03 out, 2015 - 01:57
Pedro Santana Lopes admite que o escândalo da manipulação das emissões dos carros da Volkswagen vai acabar por obrigar a uma intervenção dos estados. O antigo primeiro-ministro fala em consequências à escala global que poderão obrigar as entidade públicas a abrir os cordões à bolsa.
" Os Estados vão ter que acabar por entrar, de uma maneira ou de outra, para compensar com ajudas ou estímulos ao investimento e à criação de postos de trabalho. Isto é uma crise de facto muito complicada. Está aqui envolvido muito dinheiro. Se formos aos montantes globais, está ao nível do despendido nas intervenções externas aqui nalguns casos europeus", sustenta o antigo líder do PSD no programa "Fora da Caixa" da Renascença.
Já António Vitorino pede uma clarificação célere sobre a situação da AutoEuropa à luz desta crise na marca alemã.
"Ouvi o Ministro da Economia dizer que não havia problemas, mas entretanto criou um grupo de trabalho para acompanhar a evolução do processo. O problema não é se saíram daqui carros com esse problema - espero bem que não. O problema é que isto vai custar muito dinheiro à Volkswagen, que vai ter que fazer uma contenção de custos. Portanto, uma empresa fundamental para as exportações portuguesas, responsável por 1% do PIB português e 8% das exportações portuguesas, está num grupo que vai passar por situações muito difíceis", alerta o antigo comissário europeu no debate semanal de temas europeus na Edição da Noite da Renascença.
Masoquismo nos cenários
Santana admite que o escândalo vai gerar despedimentos e controlos de custos na própria Volkswagen e marcas associadas. "Só o nível de indemnizações que já se estão a preparar para pagar vai obrigar as empresas a fazerem os seus orçamentos, a gerar desemprego, com consequências a nível global", acrescenta o antigo primeiro-ministro sublinhando as consequências de algo "desagradável e censurável"
No entanto, o antigo primeiro-ministro detecta "uma grande dose de masoquismo" na economia ocidental.

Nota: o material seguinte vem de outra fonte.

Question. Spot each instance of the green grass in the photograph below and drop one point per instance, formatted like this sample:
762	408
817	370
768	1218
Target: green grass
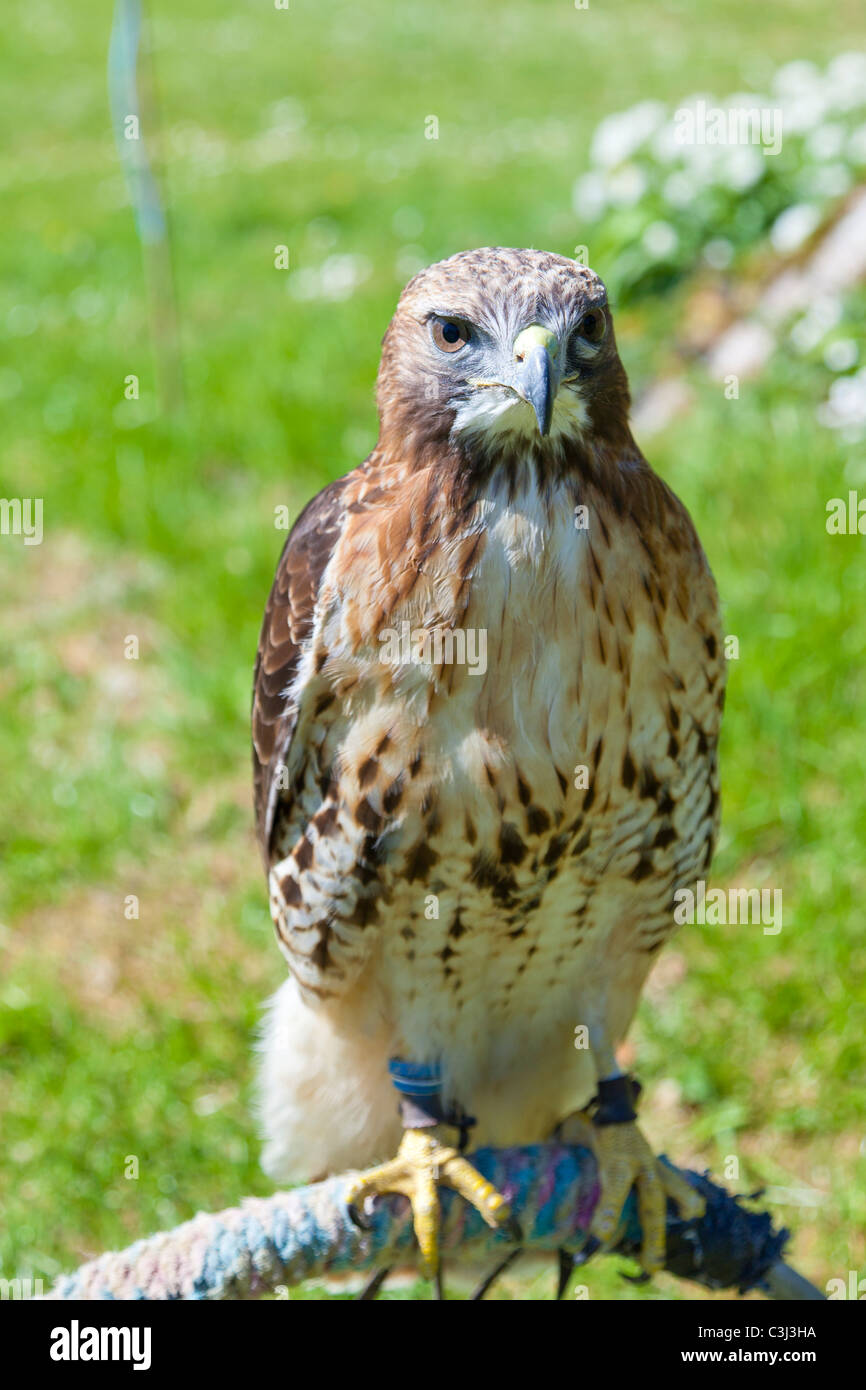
134	1036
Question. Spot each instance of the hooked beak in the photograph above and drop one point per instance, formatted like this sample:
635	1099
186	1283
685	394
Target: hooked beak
535	381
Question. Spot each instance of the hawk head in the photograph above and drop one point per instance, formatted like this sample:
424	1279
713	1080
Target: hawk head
499	350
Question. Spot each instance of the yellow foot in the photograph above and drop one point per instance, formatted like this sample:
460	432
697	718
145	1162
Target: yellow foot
626	1159
421	1164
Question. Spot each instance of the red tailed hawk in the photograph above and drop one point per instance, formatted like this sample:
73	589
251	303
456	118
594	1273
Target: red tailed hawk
487	705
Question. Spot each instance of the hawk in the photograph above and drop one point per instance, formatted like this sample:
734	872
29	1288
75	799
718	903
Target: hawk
485	719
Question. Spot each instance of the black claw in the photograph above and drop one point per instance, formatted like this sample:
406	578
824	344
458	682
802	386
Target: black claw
587	1251
566	1265
357	1218
494	1275
371	1289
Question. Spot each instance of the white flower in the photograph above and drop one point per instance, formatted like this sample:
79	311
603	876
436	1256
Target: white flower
741	167
659	241
845	407
679	189
815	324
338	277
831	180
794	227
797	78
847	81
590	198
826	142
626	185
856	146
617	136
841	355
719	253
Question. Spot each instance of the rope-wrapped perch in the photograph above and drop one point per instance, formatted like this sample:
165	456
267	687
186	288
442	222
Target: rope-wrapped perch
285	1239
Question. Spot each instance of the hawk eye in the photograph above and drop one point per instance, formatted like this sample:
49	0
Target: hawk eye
592	325
449	335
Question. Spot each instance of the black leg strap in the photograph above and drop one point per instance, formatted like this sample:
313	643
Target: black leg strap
615	1101
426	1111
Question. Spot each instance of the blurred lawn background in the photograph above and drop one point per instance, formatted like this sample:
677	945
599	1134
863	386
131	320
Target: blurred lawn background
131	777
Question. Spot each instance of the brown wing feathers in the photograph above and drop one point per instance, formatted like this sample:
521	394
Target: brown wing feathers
288	620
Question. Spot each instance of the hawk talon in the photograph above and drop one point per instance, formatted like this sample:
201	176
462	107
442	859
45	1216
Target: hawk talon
626	1159
421	1165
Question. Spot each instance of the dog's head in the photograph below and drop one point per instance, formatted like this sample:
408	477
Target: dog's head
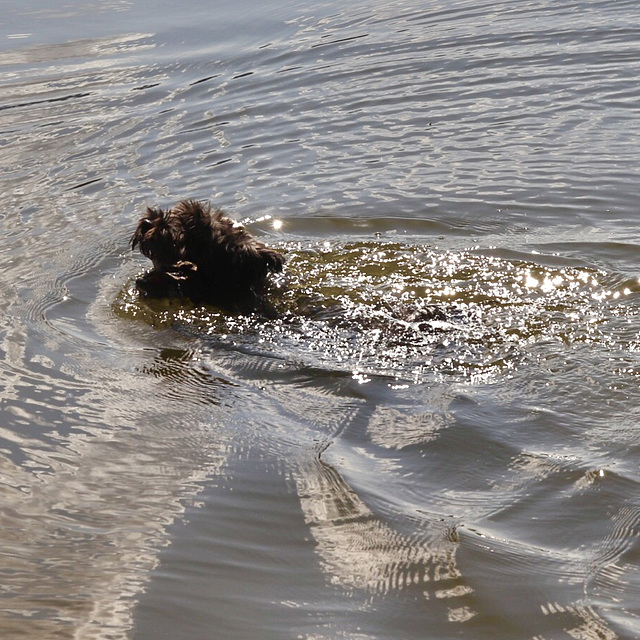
201	248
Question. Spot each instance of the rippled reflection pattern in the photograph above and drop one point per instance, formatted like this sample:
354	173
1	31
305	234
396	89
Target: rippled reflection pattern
436	437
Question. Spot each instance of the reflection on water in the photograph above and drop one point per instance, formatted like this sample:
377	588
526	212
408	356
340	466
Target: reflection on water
436	436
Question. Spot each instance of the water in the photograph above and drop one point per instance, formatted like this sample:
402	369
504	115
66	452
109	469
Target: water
355	468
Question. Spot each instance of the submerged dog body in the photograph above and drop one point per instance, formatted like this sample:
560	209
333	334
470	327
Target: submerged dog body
199	253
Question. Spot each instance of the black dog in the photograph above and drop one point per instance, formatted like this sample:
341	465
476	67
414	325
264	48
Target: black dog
199	253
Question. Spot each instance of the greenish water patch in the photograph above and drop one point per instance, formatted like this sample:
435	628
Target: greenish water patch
410	312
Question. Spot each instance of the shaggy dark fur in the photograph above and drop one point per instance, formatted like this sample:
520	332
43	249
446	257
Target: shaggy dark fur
199	253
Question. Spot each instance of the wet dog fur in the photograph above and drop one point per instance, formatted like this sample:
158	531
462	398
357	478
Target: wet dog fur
199	253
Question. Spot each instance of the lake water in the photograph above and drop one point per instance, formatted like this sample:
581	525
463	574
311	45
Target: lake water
360	472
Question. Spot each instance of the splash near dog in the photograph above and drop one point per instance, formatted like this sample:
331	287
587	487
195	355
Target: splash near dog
200	253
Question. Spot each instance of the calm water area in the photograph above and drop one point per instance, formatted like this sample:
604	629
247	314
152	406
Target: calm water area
349	469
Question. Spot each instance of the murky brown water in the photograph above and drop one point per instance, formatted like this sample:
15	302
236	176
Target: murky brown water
356	467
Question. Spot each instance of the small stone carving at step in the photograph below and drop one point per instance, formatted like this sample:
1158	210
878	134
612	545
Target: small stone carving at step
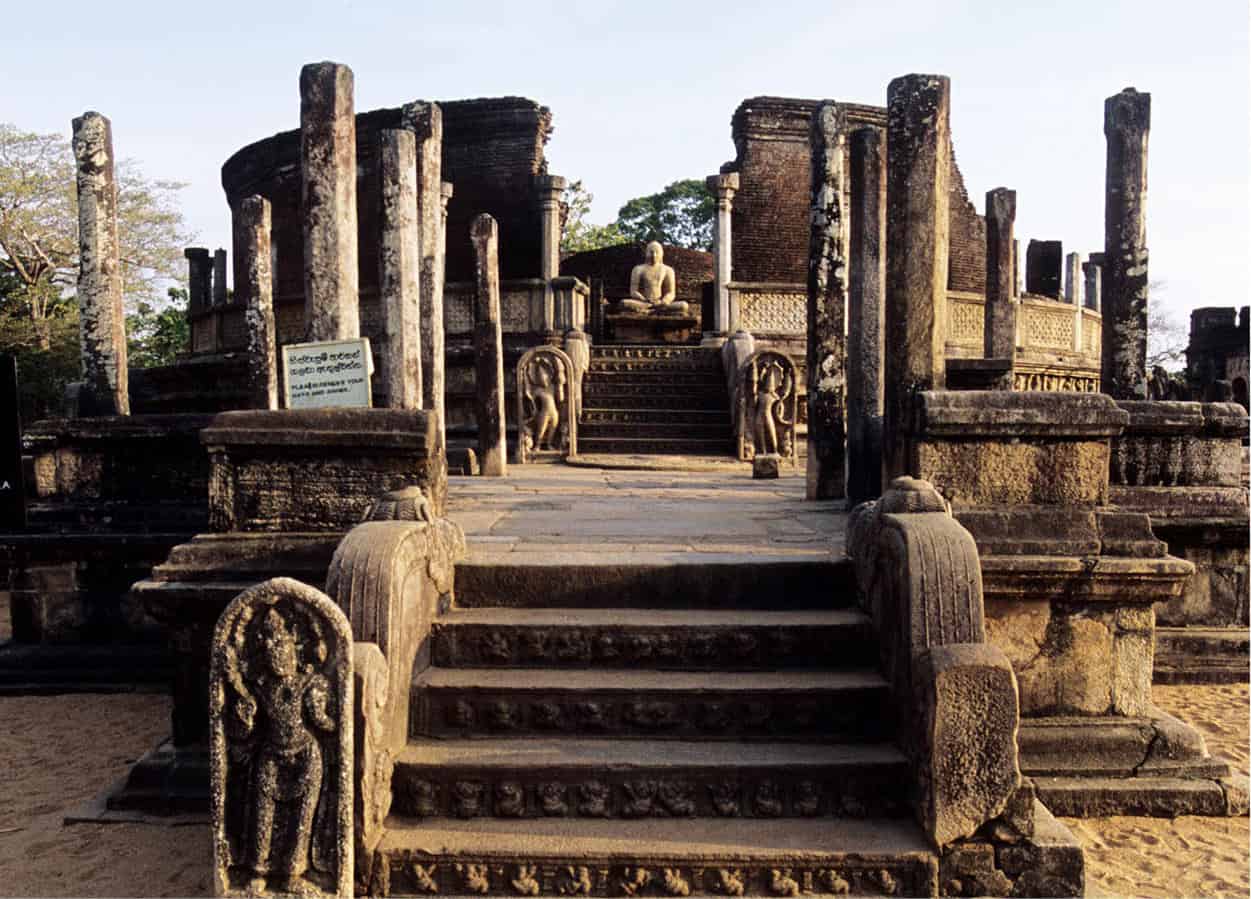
474	878
546	409
553	800
467	799
282	735
724	798
768	799
633	880
833	883
423	878
576	880
676	884
526	883
729	882
781	883
509	800
767	405
653	286
593	799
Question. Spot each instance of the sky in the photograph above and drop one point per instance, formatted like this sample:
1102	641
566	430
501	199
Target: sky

O comentador social-democrata refere-se a "uma reacção brutal, que logo dá por adquiridas provisões absolutamente astronómicas para indemnizações, sem por exemplo nos aparecerem os valores dos efeitos produzidos na sociedade e nas comunidades envolvidas por esta violação. Qual é o impacto? Algum de nós faz ideia ao certo do impacto causado por esta violação dos limites de libertação de gases poluidores para a atmosfera?"
A pergunta fica em jeito de desabafo sobre a forma como a Europa tem sido alvo recente de situações problemáticas.
"Não há quase uma semana em que não haja um escândalo, uma história, uma demissão, uma bronca a prejudicar a economia destas terras. E que depois, mais dia menos dia, vai parar aos bolsos dos contribuintes", protesta Santana Lopes no debate com o antigo comissário europeu.
Para António Vitorino, as más práticas da Volkswagen partiram de um "conluio interno" na empresa no quadro de um "tudo por tudo" para serem a marca numero um no mundo. "Isto afecta a VW, algumas outras marcas, o prestígio da tecnologia alemã. E também a Europa no seu conjunto, porque isto vai custar muito dinheiro", avisa o antigo ministro do PS.
A lição dos bárbaros
Vitorino não deixa de olhar para duas lições a retirar do facto de este escândalo ter "estoirado" nos Estados Unidos.
"Numa altura em que se discute muito o tratado de comércio transatlântico, em que os europeus têm a arrogância de dizer que tudo o que tem a ver com o ambiente é muito melhor protegido na Europa do que nos EUA, este escândalo Volkswagen é revelado a partir dos Estados Unidos. Exactamente porque a Volkswagen violava regras de protecção ambiental nos EUA com o tal software malicioso", assinala o antigo comissário europeu que aconselha mais humildade e menos arrogância por parte dos europeus.
O antigo comissário europeu considera que esta é uma excelente oportunidade para a Europa confrontar-se com a "ideia feita" de que os europeus são "os grandes campeões da protecção do ambiente" e de que os americanos são "uma espécie de bárbaros, predadores do ambiente, tal como muitas vezes o debate é feito na opinião pública europeia".
No entanto, Vitorino não esquece as rivalidades comerciais entre os dois lados do Atlântico.
"Os americanos não fizeram isto apenas por amor ao ambiente. Sobre isso não há a menor dúvida. A indústria automóvel americana é uma das grandes competidoras da europeia. Muitos destes carros são montados nos EUA. Há operadoras europeias - não vou dizer agora as marcas - cujas linhas de montagem estão nos Estados Unidos. Isto também vai afectar a economia americana", assegura o comentador socialista no programa que a Renascença emite todas as sextas-feiras.